Когда в 92-м году он ремонтировал «Розу», он купил двадцать четыре точеных балюстрады по два пенса и фартинг[110] за штуку, а следующие две дюжины со скидкой в один фартинг каждый. В финансовых операциях у старины Фила была железная хватка, но на красивых жестах он не экономил. Он велел установить новый флагшток и поднять в небо знамя с изображением розы, хоть это и обошлось ему в кругленькую сумму – двенадцать шиллингов. Он не пожалел бы ни матери, ни отца и за медный грош сделал бы все что угодно. Тех, кто сочинял для него пьесы, он держал в ежовых рукавицах.

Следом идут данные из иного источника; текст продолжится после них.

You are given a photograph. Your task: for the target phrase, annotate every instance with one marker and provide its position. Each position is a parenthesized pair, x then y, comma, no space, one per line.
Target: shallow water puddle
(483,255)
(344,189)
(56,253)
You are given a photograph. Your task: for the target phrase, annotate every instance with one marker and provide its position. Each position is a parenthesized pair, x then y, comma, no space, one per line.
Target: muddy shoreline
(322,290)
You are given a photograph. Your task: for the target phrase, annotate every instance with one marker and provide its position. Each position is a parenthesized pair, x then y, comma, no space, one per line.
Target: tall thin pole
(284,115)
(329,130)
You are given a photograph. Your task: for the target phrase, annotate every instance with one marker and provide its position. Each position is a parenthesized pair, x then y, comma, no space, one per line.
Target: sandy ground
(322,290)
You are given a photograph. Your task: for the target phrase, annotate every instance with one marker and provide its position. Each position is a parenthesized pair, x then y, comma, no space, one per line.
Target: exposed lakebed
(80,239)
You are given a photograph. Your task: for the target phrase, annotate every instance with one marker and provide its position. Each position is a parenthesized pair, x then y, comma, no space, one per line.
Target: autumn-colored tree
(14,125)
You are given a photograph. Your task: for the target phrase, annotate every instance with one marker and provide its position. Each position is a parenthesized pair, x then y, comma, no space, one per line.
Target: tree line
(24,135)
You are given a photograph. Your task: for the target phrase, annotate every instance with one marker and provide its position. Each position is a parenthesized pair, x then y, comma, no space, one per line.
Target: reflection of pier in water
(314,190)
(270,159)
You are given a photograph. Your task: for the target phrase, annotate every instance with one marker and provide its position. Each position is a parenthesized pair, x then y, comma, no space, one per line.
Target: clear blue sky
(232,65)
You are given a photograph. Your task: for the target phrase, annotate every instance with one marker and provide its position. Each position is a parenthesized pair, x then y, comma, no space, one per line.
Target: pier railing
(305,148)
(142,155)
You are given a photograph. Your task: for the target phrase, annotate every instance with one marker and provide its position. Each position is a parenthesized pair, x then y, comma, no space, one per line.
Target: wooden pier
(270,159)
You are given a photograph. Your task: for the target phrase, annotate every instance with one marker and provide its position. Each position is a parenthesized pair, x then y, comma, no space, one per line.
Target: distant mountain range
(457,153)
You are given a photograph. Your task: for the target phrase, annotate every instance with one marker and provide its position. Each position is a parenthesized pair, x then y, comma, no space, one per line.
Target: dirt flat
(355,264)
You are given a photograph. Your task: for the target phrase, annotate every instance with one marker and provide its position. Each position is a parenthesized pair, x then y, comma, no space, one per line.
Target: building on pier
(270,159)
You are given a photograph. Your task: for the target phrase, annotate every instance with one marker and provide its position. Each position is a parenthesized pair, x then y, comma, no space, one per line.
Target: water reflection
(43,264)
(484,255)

Но он не давал им пропасть, всегда готовый протянуть руку помощи. Позже они об этом сожалели, но без него это «позже» никогда бы не наступило. Он не давал этим ничтожным червям наложить на себя руки, позволял им заработать на кусок хлеба и не откинуть копыта, и, когда Лондон переживал суровые времена, сочинители знали, что всегда могут обратиться к Хенслоу. А он знал, что он за это может из них выжать. «Твое перо принадлежит мне, Уилл. Напиши-ка для меня речь поярче, сочини концовку к этой скучной пьесе, да так, чтобы она засверкала… Закончи это действие. В этой пьесе есть сцена, которую надо переделать до завтрашнего утра, и ни одно перо не работает так споро, как твое. „Генрих VI”? „Генрих VI” подождет. „Генрих VI” будет после Хенслоу Первого, Филиппа Мудрейшего». (Должники прозвали его Фил Мудейший.) «Знаешь, Уилл, как надо поступать с простым людом? – Обдирай их как липку и живи себе припеваючи. Так сколько, ты сказал, тебе нужно? Мой кошелек к твоим услугам». Естественно, когда поставили моего «Генриха», он запел по-другому, но до наступления тех времен у меня были веские основания молиться на Филиппа Хенслоу.